Natural gas is also seeing an increase in demand as a fuel for transportation. While we have taken it on the chin with our Westport Innovations investment so far, the reality is that demand for natural gas engines is increasing briskly. So, while Westport might be struggling in the current environment and with transitioning from a flawed prior business model, there is no doubt that natural gas engines for trains, trucks and buses is becoming more common place as diesel vehicles need to be replaced (versus converting existing vehicles which proved uneconomic).

Beginning in the fourth quarter, the United States will begin exporting liquefied natural gas for the first time from Cheniere Energy’s Sabine Pass LNG facility. This is a monumental change in U.S. energy policy.

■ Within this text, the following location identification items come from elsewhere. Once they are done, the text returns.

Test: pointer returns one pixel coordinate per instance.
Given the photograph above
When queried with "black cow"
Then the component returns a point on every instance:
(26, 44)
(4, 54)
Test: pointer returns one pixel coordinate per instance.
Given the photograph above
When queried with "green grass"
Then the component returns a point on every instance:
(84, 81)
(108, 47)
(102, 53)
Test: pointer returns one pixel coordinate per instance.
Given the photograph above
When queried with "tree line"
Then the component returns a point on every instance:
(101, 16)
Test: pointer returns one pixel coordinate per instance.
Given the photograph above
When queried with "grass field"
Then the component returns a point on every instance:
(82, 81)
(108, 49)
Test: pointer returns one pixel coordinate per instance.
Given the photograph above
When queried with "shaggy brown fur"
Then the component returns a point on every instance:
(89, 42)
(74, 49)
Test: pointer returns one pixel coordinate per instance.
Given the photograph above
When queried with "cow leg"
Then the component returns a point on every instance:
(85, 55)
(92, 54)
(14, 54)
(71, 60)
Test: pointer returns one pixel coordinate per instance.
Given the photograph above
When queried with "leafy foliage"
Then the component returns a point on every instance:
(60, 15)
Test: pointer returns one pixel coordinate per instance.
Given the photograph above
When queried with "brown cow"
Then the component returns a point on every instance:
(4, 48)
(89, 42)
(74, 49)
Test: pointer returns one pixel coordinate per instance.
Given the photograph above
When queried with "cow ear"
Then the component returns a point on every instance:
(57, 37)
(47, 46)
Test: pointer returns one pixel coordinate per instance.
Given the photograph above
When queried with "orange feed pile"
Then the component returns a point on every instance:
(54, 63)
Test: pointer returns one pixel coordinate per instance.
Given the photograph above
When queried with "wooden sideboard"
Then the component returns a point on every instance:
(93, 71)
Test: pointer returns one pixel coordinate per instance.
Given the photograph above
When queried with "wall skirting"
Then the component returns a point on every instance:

Sabine Pass will have capacity approved by FERC of up to 2.76 Bcf/d that will be nearly fully used by the end of 2016. This is a significant amount as the U.S. total production of natural gas is 92 Bcf/d, while demand is about 100 Bcf/d. You read that right. We are going to export natural gas despite still being a slight net importer of natural gas – mainly from Canada with some from Mexico and others. I expect natural gas pricing to rebound to about $4/mmbtu by summer of 2016, a roughly 60% increase over current prices.

FCG Natural Gas ETFNatural gas futures are currently in contango and show a significant price jump over the winter already. Even delivery of the June contract is about 10% higher than today’s spot. Clearly futures traders are already anticipating a significant rise in natural gas prices.

For a retail investor hoping to make money on an expected rise in natural gas prices, the temptation is to buy UNG, the natural gas ETN, however, the problem is that the contango largely defeats the anticipated price appreciation. Once again, I warn against using futures based ETFs. Unless they are in backwardation or have explosive upside they are nearly impossible to make money on for anybody but day traders.

With the combined increase in demand for natural gas from utilities, industry, transportation and the international market leading to an expected increase in natural gas prices the best approach to winning on natural gas is to buy stocks in companies heavily levered to natural gas. These companies, many of which have scaled back production in the short-term due to low oil prices, are poised for a significant rebound in the coming two to four years. Many, like I believe Chesapeake Energy will, could double or triple in share price. 

The chart to the left shows the most liquid natural gas stock ETF. It is comprised of a group of large natural gas producers. The past year has not been kind to it. Companies throughout its holdings have seen cratering share prices. The algorithm shows that we are near the bottom of the risk range, due to value buyers stepping in, and indeed have already started to see a turn in price back up for a longer term time frame. On short-term pullbacks, FCG is an accumulate and in fact I am nibbling in new client account or selling cash secured puts regularly.

FCG should beat the S&P 500 handily in coming years. Not until it is nearly overbought again would I consider taking profits except for accounts that do swing trading.